What Is My Credit Score?

What is my credit score? If you don’t know the answer to this question, you definitely should be asking it. There is a lot of important information surrounding your credit score, not the least of which is what your actual credit score is. Find the answers to all your credit score questions here.

What Is My Credit Score? What Do Credit Scores Mean?

You might be asking what your credit score is because you don’t know what a credit score is at all, or if you even have one. If you’ve ever borrowed money from a bank, if you’ve ever had a credit card, if you’ve ever had a student loan, you have a credit score. Your credit score is derived based on your credit report information which is complied by the credit bureaus.
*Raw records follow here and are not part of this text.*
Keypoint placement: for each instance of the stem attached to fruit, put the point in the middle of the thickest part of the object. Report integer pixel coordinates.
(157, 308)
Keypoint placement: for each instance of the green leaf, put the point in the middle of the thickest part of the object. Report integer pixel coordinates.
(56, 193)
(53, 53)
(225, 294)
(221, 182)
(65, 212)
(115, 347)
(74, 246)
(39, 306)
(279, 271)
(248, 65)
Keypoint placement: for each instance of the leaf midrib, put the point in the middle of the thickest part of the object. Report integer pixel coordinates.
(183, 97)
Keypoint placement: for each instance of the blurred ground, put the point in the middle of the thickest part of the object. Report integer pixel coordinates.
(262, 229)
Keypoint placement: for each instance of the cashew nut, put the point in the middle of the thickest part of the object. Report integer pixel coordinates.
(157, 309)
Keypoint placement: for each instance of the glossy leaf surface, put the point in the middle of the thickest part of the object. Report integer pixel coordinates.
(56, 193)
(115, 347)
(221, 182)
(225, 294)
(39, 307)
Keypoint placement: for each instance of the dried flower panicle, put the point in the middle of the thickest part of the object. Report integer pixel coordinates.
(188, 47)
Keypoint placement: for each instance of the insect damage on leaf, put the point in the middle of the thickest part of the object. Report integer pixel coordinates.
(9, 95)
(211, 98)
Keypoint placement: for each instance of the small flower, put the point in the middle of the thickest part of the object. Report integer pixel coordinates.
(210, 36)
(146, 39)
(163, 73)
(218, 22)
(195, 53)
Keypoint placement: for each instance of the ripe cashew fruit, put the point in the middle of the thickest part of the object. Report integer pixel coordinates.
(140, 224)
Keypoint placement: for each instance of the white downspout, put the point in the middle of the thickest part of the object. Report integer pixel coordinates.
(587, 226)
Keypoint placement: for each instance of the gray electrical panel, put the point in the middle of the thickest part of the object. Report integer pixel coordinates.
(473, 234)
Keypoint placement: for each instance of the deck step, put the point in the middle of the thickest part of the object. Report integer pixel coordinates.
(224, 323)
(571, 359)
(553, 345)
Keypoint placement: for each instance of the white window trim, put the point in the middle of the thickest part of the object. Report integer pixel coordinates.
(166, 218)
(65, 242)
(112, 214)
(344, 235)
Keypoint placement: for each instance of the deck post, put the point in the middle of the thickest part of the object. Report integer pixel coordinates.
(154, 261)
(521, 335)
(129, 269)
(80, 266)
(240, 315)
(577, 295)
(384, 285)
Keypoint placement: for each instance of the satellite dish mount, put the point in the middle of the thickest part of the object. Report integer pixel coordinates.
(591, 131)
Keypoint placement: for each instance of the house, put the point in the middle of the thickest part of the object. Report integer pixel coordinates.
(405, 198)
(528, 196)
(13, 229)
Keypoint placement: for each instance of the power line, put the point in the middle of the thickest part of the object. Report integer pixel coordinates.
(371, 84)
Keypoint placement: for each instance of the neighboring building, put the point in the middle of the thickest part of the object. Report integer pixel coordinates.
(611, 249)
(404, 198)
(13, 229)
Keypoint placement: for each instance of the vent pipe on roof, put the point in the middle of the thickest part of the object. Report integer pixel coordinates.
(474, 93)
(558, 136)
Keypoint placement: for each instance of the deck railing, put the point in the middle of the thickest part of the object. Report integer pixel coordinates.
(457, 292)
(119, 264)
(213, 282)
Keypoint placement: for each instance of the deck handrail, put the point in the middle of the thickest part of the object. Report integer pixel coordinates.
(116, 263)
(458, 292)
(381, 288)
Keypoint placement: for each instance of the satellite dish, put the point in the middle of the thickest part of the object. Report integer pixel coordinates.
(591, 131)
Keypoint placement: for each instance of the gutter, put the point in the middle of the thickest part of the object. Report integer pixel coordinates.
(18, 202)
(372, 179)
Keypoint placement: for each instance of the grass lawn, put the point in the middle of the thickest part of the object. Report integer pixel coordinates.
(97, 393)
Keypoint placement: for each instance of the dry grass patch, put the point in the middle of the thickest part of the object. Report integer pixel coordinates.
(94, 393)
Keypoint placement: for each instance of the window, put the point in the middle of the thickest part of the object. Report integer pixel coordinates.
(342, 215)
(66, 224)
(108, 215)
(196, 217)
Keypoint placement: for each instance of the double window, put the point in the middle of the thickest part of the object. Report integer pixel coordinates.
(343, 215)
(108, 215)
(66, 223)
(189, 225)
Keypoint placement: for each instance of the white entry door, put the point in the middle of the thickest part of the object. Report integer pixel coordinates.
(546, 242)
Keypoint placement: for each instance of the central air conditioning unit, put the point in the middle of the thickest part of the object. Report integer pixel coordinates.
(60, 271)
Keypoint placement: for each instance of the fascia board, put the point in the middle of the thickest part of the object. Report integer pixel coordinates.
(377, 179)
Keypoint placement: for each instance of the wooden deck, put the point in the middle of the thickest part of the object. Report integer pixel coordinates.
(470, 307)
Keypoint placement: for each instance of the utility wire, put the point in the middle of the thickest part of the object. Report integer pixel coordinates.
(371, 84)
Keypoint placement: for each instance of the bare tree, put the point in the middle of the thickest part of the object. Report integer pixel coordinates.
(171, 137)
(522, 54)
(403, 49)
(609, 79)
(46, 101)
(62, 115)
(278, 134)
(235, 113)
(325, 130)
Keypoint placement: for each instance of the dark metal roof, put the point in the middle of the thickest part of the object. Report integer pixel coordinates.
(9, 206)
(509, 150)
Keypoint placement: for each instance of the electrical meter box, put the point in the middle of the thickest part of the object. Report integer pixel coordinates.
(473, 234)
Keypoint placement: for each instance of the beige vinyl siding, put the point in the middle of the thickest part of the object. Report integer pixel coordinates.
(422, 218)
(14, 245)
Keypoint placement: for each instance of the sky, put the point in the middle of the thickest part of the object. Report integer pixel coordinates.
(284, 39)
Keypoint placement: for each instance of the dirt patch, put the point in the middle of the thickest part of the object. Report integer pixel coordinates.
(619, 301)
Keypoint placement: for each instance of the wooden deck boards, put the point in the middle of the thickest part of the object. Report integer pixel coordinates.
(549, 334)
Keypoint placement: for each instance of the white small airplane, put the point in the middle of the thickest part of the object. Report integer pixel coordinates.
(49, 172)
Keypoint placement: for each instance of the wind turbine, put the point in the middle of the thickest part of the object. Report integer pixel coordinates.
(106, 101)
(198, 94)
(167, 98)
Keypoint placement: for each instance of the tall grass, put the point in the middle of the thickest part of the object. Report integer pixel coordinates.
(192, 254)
There are three major credit bureaus, and there is a score that goes with each of them. These scores should be similar, but since each bureau operates independently and creditors choose which bureau(s) to report to, there can be variation.

What Is My Credit Score? What Is My Actual Number?
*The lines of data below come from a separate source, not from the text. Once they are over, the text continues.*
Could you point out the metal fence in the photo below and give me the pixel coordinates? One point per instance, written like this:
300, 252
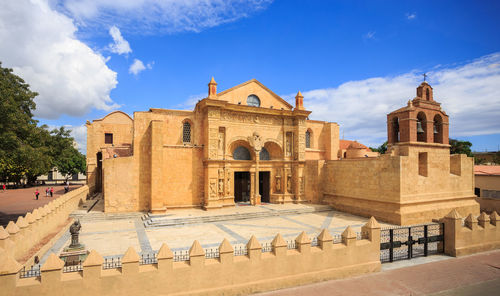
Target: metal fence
183, 255
412, 241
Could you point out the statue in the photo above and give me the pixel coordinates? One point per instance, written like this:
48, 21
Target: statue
75, 230
255, 141
278, 183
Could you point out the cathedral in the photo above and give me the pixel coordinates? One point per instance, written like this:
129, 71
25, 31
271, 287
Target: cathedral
248, 145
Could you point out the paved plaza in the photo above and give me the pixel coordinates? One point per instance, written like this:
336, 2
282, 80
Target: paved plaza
17, 202
111, 235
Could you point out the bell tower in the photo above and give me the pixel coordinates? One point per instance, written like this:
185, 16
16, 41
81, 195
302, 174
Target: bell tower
421, 121
212, 89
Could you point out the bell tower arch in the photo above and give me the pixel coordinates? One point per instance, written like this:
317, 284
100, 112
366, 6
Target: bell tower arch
421, 121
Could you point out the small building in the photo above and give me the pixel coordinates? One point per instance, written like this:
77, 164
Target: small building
487, 187
55, 177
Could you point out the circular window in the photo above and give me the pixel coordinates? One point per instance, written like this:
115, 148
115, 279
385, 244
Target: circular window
253, 100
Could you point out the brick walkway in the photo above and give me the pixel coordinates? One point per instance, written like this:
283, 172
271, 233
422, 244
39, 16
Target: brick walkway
17, 202
472, 275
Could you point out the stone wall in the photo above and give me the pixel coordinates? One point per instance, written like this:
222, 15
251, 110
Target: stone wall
275, 267
410, 184
478, 234
24, 238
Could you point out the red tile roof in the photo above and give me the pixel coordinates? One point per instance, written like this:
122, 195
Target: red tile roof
344, 144
487, 170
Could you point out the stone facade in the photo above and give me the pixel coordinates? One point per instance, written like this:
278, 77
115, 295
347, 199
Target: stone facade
248, 144
164, 159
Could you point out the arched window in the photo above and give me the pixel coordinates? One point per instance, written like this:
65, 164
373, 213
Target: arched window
421, 127
253, 100
438, 129
186, 132
264, 154
241, 153
395, 129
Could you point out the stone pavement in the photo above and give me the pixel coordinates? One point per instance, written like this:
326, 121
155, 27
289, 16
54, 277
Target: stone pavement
471, 275
17, 202
111, 236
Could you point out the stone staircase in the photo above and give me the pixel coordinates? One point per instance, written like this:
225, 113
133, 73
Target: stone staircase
163, 220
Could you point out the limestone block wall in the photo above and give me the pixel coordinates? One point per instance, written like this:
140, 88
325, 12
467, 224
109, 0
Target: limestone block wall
257, 269
433, 182
120, 185
117, 123
478, 234
365, 186
21, 239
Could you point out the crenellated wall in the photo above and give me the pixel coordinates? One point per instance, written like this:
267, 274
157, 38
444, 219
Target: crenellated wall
256, 270
477, 234
22, 239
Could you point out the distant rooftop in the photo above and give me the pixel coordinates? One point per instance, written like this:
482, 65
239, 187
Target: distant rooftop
487, 170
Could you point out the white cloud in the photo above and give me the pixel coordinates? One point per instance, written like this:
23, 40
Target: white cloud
469, 94
40, 45
79, 133
411, 16
153, 16
370, 35
120, 45
136, 67
191, 101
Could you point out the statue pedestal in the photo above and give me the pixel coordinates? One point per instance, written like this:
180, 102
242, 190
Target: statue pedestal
74, 255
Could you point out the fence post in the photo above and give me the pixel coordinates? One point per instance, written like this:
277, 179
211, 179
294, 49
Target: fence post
303, 243
196, 255
92, 266
349, 237
325, 240
226, 252
279, 245
254, 248
52, 270
130, 262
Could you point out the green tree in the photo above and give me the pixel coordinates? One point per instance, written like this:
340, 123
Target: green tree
461, 147
67, 159
380, 149
16, 125
27, 150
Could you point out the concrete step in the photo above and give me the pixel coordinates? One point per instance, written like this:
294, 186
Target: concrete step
163, 220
Perhaps you know what credit scores are, you just don’t know what your particular score is. Unfortunately, the answer to this is not something you can just look up. Fortunately, there are agencies that provide free credit scores, like CreditScore.com, which gives you a score plus your report when you sign-up for credit monitoring service.

What Is My Credit Score? What Is My Credit Score Saying About Me?
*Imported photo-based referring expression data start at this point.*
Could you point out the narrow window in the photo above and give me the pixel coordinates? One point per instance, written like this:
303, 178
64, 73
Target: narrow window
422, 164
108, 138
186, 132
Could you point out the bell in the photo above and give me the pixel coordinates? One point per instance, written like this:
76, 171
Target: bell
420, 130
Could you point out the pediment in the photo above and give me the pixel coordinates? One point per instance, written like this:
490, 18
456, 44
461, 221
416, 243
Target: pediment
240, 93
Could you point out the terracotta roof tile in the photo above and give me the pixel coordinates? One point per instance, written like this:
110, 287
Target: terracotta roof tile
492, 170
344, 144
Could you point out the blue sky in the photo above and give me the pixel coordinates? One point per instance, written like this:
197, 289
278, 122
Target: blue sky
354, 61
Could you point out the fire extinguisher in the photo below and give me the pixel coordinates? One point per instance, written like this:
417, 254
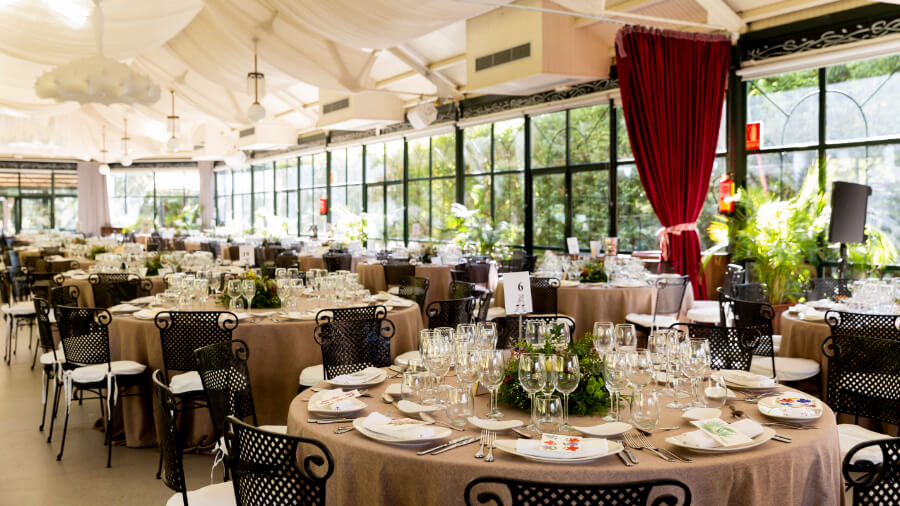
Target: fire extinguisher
726, 195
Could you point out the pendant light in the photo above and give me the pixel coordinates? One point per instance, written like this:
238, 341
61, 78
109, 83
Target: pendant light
103, 168
126, 160
256, 85
172, 122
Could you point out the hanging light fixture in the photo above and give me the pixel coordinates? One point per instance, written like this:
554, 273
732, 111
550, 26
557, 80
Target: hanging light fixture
256, 85
172, 122
126, 160
103, 168
97, 79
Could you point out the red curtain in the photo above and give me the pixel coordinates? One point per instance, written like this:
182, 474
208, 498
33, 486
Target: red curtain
672, 85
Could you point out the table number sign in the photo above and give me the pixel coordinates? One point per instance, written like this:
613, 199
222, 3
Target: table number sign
517, 290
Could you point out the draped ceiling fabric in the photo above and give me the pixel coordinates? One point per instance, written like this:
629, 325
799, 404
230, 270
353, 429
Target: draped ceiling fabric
673, 85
Anytime you want access to any kind of credit, a lender will look at your credit score to evaluate your risk. If your score is on the high end of the scale, in the 700s or above, you are considered a good risk. Creditors will lend you money at reasonable or even highly competitive rates. If your score is in the mid to low 600s or lower, you will be placed in a higher risk category. Getting loans will be tougher and you’ll pay unfortunately high interest rates.

The first thing you should do when you get your credit report and score is to make sure everything is accurate. An identity thief can completely ruin your credit. The benefit of credit monitoring is that if there is any major activity on your credit report, you’ll find out as soon as it’s reported to the bureaus. If you didn’t initiate the activity, you can inform the appropriate agencies immediately and reduce the damage. But if you did initiate the activity, monitoring your credit provides you with an easy way to stay on top of your borrowing power. Learn how your behavior directly impacts your credit score and work to improve it.

Do you know where you stand with your credit?